Un verdict négatif s’impose à l’égard des journalistes poursuivis par M. Salvador , un arrêt qui sera un verdict d’apaisement dans cette querelle que n’ont pas recherchée les défenseurs de la cause taurine quelles que soit les expressions malsonnantes dont leurs adversaires ont abusés a leur égard, tel est le sens de la conclusion magistralement exposée par M. De Montaud Manse.
Quelques minutes s’écoulent et le digne président du tribunal annonce que l’affaire est mise en délibéré et que le jugement sera rendu à quinzaine.

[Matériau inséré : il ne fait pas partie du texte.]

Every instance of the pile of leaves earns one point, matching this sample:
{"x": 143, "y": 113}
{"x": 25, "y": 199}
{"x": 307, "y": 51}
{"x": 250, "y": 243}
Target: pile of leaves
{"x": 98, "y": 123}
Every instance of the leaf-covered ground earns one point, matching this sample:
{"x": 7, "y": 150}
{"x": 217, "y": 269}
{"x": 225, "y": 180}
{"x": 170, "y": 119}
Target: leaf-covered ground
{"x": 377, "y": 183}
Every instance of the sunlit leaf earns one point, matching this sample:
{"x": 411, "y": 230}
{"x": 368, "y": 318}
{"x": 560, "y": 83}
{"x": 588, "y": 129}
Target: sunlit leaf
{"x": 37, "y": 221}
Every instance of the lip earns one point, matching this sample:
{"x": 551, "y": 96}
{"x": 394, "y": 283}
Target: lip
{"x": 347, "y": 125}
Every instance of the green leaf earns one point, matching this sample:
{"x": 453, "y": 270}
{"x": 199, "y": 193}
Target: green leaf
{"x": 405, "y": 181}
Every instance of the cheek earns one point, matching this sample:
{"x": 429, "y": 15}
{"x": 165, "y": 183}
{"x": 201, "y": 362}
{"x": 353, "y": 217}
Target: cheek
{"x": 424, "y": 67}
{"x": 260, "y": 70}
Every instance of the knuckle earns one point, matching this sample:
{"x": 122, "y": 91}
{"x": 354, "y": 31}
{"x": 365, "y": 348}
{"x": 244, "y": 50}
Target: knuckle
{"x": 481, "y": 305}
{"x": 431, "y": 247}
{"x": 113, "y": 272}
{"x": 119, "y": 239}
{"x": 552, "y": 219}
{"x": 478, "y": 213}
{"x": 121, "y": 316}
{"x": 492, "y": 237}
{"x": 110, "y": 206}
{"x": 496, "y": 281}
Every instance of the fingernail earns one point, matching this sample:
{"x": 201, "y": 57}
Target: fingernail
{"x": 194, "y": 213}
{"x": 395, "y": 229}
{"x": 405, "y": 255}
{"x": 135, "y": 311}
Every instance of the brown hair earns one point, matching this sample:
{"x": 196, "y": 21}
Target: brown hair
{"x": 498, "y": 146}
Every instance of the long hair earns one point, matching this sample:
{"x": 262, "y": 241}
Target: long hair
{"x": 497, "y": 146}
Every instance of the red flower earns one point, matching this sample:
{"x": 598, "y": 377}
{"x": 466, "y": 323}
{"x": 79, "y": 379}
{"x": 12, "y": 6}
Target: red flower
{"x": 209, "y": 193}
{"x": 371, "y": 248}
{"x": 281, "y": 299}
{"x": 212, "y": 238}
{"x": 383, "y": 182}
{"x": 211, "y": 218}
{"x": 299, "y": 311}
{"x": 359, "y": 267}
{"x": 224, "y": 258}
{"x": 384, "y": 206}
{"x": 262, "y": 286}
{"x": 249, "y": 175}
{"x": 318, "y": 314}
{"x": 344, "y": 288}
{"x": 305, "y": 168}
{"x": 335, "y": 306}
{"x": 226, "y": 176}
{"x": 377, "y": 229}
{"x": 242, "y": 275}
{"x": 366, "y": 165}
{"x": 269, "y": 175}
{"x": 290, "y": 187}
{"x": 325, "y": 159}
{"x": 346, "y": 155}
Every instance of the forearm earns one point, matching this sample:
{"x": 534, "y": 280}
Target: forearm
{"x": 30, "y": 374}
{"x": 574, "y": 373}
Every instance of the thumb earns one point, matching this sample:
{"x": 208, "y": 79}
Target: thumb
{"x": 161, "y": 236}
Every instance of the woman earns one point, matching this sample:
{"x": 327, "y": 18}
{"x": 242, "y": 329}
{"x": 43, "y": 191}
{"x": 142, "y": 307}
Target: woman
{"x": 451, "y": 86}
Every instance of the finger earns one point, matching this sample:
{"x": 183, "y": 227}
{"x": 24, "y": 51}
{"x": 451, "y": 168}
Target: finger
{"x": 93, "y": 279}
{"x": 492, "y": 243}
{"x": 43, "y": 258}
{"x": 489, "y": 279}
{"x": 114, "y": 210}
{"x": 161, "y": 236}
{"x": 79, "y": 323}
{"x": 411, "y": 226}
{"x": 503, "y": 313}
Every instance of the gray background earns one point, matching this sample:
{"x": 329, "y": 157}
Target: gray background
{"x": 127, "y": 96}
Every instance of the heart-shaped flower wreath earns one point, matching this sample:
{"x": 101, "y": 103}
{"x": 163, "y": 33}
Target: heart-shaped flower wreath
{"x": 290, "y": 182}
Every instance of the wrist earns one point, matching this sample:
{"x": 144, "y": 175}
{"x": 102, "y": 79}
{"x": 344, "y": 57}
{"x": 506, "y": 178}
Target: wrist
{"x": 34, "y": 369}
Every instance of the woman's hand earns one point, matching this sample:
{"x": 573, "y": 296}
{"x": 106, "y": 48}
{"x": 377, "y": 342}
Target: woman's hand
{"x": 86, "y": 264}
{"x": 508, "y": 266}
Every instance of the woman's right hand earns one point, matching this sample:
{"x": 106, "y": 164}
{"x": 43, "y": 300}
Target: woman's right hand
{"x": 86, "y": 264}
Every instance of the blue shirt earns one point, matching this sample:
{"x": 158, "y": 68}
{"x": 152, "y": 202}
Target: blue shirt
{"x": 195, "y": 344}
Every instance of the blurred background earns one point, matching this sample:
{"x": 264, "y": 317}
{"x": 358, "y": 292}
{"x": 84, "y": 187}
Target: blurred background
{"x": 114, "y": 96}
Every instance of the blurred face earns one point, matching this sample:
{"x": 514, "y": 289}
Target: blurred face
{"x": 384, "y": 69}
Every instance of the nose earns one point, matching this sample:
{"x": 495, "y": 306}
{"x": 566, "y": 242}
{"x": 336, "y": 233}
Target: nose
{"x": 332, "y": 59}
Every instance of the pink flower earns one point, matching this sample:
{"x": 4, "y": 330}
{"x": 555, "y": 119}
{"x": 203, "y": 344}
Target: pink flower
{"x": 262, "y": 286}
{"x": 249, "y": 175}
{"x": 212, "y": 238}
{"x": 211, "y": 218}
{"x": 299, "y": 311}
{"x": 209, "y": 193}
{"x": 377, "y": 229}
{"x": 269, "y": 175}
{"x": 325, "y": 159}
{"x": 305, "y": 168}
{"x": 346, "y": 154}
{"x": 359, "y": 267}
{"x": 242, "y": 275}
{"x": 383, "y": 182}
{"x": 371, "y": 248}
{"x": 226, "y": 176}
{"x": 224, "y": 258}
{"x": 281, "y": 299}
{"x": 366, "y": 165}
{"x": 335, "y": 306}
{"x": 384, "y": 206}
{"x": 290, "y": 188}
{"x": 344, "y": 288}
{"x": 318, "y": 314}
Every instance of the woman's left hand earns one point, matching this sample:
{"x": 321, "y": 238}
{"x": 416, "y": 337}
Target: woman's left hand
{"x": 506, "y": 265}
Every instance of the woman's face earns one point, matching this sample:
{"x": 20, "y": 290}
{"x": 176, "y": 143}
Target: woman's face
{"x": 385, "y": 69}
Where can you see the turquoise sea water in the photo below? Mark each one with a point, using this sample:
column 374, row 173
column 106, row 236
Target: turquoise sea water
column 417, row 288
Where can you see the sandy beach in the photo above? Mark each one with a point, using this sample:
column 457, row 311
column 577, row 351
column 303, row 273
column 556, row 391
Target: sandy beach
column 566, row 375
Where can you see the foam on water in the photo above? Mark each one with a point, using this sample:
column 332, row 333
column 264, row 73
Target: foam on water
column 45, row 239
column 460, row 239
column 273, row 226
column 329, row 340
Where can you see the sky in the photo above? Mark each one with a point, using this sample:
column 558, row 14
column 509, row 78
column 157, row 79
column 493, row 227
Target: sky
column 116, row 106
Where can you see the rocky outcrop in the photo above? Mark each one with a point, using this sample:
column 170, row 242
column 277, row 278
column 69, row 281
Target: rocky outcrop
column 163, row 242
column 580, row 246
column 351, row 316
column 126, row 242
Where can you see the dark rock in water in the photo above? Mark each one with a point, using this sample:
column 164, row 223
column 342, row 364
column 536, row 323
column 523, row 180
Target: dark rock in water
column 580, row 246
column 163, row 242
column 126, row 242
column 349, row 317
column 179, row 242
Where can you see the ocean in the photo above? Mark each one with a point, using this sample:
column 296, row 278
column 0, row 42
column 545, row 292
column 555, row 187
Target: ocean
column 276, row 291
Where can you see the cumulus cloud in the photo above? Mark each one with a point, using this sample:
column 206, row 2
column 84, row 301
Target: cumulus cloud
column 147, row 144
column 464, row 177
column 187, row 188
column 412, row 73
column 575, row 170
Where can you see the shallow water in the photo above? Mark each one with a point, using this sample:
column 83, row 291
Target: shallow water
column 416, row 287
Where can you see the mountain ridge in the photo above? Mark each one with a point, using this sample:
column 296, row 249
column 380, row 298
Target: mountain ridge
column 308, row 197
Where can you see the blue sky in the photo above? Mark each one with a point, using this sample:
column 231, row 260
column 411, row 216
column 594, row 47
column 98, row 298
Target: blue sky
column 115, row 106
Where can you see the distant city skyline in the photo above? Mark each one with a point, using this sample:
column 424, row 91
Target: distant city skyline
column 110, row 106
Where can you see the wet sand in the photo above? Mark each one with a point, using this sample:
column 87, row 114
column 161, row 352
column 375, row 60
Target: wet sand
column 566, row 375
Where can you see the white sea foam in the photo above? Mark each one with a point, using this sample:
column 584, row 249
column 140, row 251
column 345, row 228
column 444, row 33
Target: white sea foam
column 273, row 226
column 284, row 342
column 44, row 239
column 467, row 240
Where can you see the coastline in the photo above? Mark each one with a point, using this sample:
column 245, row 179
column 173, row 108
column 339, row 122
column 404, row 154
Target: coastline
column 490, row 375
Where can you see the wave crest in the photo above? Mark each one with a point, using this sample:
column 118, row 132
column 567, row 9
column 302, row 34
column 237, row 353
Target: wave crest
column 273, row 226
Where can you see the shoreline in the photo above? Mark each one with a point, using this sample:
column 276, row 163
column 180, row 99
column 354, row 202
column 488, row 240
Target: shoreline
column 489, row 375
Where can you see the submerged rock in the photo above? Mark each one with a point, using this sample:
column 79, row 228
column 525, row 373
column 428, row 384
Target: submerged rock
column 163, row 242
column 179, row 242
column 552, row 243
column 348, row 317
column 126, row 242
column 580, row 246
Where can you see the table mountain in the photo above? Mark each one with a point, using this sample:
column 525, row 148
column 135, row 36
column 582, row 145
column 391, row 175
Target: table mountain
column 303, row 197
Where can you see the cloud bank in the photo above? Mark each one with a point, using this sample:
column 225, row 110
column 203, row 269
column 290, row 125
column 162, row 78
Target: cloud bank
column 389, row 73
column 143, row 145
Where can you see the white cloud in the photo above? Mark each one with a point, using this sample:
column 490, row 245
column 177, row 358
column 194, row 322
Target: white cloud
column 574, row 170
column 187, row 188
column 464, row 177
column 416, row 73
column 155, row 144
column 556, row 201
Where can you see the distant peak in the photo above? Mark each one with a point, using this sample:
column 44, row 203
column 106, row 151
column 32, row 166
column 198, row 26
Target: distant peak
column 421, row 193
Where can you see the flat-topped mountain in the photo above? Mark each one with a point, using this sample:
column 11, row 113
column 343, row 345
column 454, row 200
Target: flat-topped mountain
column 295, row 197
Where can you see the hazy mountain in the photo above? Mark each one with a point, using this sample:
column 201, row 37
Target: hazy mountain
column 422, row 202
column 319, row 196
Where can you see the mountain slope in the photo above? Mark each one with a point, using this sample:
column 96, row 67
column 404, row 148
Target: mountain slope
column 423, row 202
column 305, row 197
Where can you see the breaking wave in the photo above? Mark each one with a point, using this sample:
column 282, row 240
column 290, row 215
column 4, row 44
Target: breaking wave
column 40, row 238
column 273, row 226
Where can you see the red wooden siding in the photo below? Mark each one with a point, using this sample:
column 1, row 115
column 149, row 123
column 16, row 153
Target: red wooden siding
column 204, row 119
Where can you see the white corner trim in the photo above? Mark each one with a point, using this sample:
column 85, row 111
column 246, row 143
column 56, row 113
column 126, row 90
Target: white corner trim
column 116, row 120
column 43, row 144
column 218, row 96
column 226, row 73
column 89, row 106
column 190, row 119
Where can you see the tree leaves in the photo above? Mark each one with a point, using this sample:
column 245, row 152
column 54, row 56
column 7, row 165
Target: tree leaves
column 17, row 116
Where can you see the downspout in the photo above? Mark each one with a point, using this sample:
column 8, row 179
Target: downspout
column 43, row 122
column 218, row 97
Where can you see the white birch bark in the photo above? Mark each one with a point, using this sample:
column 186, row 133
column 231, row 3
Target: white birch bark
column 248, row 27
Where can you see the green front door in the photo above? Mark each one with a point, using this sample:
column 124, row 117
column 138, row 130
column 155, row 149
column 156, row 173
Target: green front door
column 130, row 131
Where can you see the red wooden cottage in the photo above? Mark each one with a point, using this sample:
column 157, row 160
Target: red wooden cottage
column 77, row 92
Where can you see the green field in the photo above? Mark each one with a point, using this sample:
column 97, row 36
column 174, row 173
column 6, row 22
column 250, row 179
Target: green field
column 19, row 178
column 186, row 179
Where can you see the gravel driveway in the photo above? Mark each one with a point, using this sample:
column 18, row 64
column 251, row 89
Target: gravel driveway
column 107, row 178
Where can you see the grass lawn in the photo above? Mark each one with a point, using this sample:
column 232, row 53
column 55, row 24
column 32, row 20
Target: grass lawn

La foule s’écoule. Les deux avocats sont entourés et chaudement félicités. Accompagnés de notre rédacteur en chef, de notre directeur et de plusieurs personnalités aficionados et journalistiques de Marseille, ils se rendent à la gracieuse invitation faite par M. Augusto président de l’important groupe « l’union taurine marseillaise » dans les locaux de laquelle est servi un apéritif d’honneur.